Quand le roi George VI a visité la Reine des Cantons-de-l'Est

Bonjour M. Hist,
Une histoire persistante circulait dans le voisinage voulant que la reine Elizabeth eût pris le thé dans la belle demeure de M. Armitage. Or, dans une entrevue radiophonique, il y a quelques années, un de vos collègues mentionnait que le roi George et la reine Elizabeth avaient débarqué du train à Sherbrooke en juin 1939, avaient fait un tour de ville de deux heures et ils étaient repartis. Donc, selon moi, pas de thé ni de scones chez les Armitage rue Argyll.
Sebastian M.
Cher Sebastian,
Votre question est bien intrigante. Analysons les faits.
Début de juin 1939, toute la ville de Sherbrooke est en effervescence. La «Reine des Cantons-de-l’Est» s’apprête à accueillir des invités de marque: le roi George VI et son épouse Elizabeth, les grands-parents de l’actuel roi Charles III. Après avoir passé quatre jours aux États-Unis, le couple royal fait une petite tournée au Canada, et Sherbrooke est sur la liste des villes visitées.
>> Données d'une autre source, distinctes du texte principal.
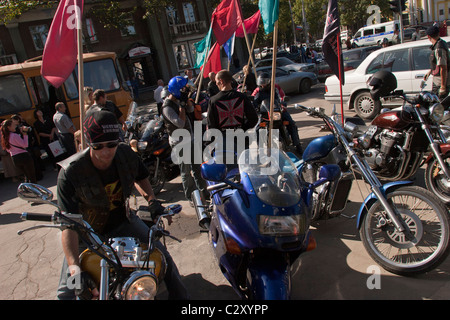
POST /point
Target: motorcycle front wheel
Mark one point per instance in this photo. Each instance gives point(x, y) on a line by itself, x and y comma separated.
point(435, 179)
point(427, 219)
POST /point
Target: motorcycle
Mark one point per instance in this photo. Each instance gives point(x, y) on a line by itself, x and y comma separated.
point(404, 228)
point(155, 151)
point(122, 268)
point(257, 219)
point(400, 141)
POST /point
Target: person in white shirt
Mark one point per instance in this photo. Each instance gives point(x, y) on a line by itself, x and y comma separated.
point(157, 95)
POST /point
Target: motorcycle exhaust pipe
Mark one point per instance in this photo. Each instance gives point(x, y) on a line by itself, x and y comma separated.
point(202, 215)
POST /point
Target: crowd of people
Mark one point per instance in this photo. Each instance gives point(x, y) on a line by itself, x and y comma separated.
point(96, 181)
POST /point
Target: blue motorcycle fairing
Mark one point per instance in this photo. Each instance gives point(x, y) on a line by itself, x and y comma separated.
point(270, 279)
point(319, 148)
point(241, 224)
point(371, 198)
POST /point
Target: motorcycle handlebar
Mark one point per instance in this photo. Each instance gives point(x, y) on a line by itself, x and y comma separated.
point(37, 216)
C'est d’ailleurs la toute première fois qu’un monarque régnant met officiellement les pieds au Canada!

Pour marquer l’occasion, le centre-ville se pare de ses plus beaux atours. Drapeaux français et Union Jack flottent au vent, donnant à Sherbrooke des airs de fête. Comme partout ailleurs dans le pays, les festivités battent leur plein. Le maire, Marcus T. Armitage, et son épouse Margaret sont bien sûr aux premières loges pour accueillir le roi et la reine. On raconte que Mme Armitage a offert un magnifique bouquet de fleurs à la reine.
Le train royal arrive à la gare du Canadien Pacifique, rue Minto, à 12h50 précises. Dès que le couple met pied sur le quai, l’enthousiasme de la foule est palpable. Près de 25 000 personnes se sont rassemblées autour de la gare pour saluer les souverains, dont 800 délégués venus des municipalités environnantes, tandis que 2000 militaires et policiers veillent à ce que tout se passe bien.
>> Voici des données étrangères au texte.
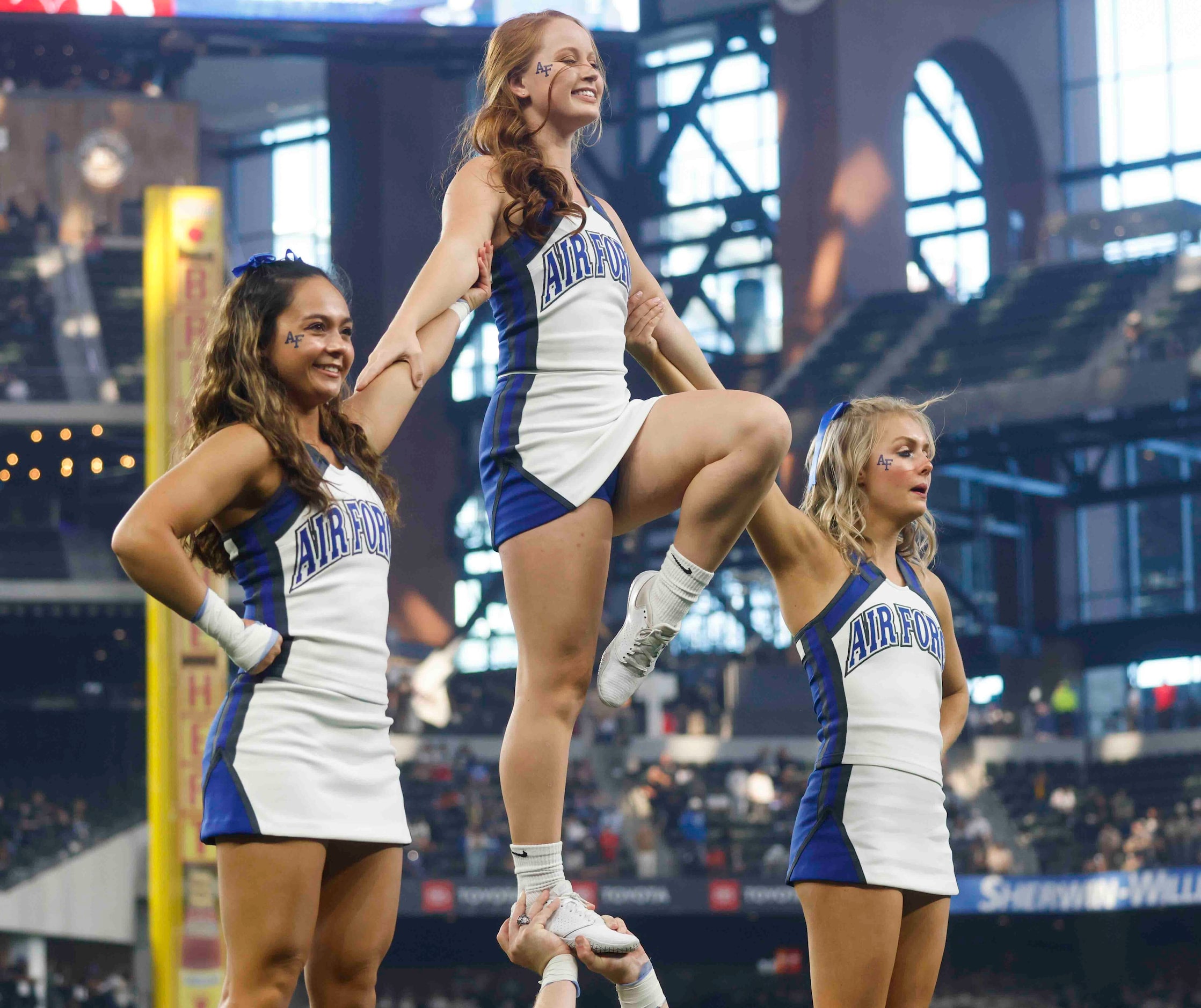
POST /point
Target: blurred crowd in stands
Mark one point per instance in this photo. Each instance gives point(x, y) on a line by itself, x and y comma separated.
point(26, 306)
point(716, 987)
point(17, 990)
point(1142, 814)
point(34, 827)
point(621, 819)
point(626, 819)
À l’occasion d’un bain de foule, les époux saluent des vétérans de la Légion canadienne. (Photo Fonds Société d’histoire de Sherbrooke, Mhist)
À l’occasion d’un bain de foule, les époux saluent des vétérans de la Légion canadienne. (Photo Fonds Société d’histoire de Sherbrooke, Mhist)
Après quelques poignées de main à la gare, le roi et la reine montent à bord d’une décapotable pour un défilé dans les rues du centre-ville. Ils sont accompagnés d’une escouade de cyclistes et d’une caravane de quatre voitures. Sherbrooke n’a jamais vu une telle marée humaine! Des citoyens de tous les quartiers de la ville, mais aussi des Cantons-de-l’Est, de l’Ontario et même de la Nouvelle-Angleterre, sont venus assister à cet événement historique. Selon La Tribune, la foule atteint les 100 000 personnes, triplant presque la population habituelle de Sherbrooke! Certains ont réservé leur place bien à l'avance, en installant chaises ou matelas sur le trottoir. D’autres, plus audacieux, grimpent sur les lampadaires, les enseignes des magasins et sur les toitures pour apercevoir le cortège.

(Photo La Tribune, MHist)
(Photo La Tribune, MHist)
Le premier ministre du Canada, William Lyon Mackenzie King, ainsi que le maire de Sherbrooke, Marcus T. Armitage, et sa fille, sont également du cortège accompagnant le roi. Pendant environ une heure, le couple royal parcourt cinq kilomètres dans les rues de Sherbrooke, sans descendre, avant de retourner à la gare. Après une dernière salve de 21 coups de canon, le roi et la reine montent à nouveau à bord du train, direction Lévis.
Cher lecteur, vous aviez peut-être surestimé la durée de cette visite, qui n’aura finalement duré qu’une petite heure... Mais quelle heure mémorable! Et, soyons honnêtes, avec un emploi du temps aussi chargé, il est peu probable que Sa Majesté ait eu le temps de savourer un thé accompagné de quelques scones!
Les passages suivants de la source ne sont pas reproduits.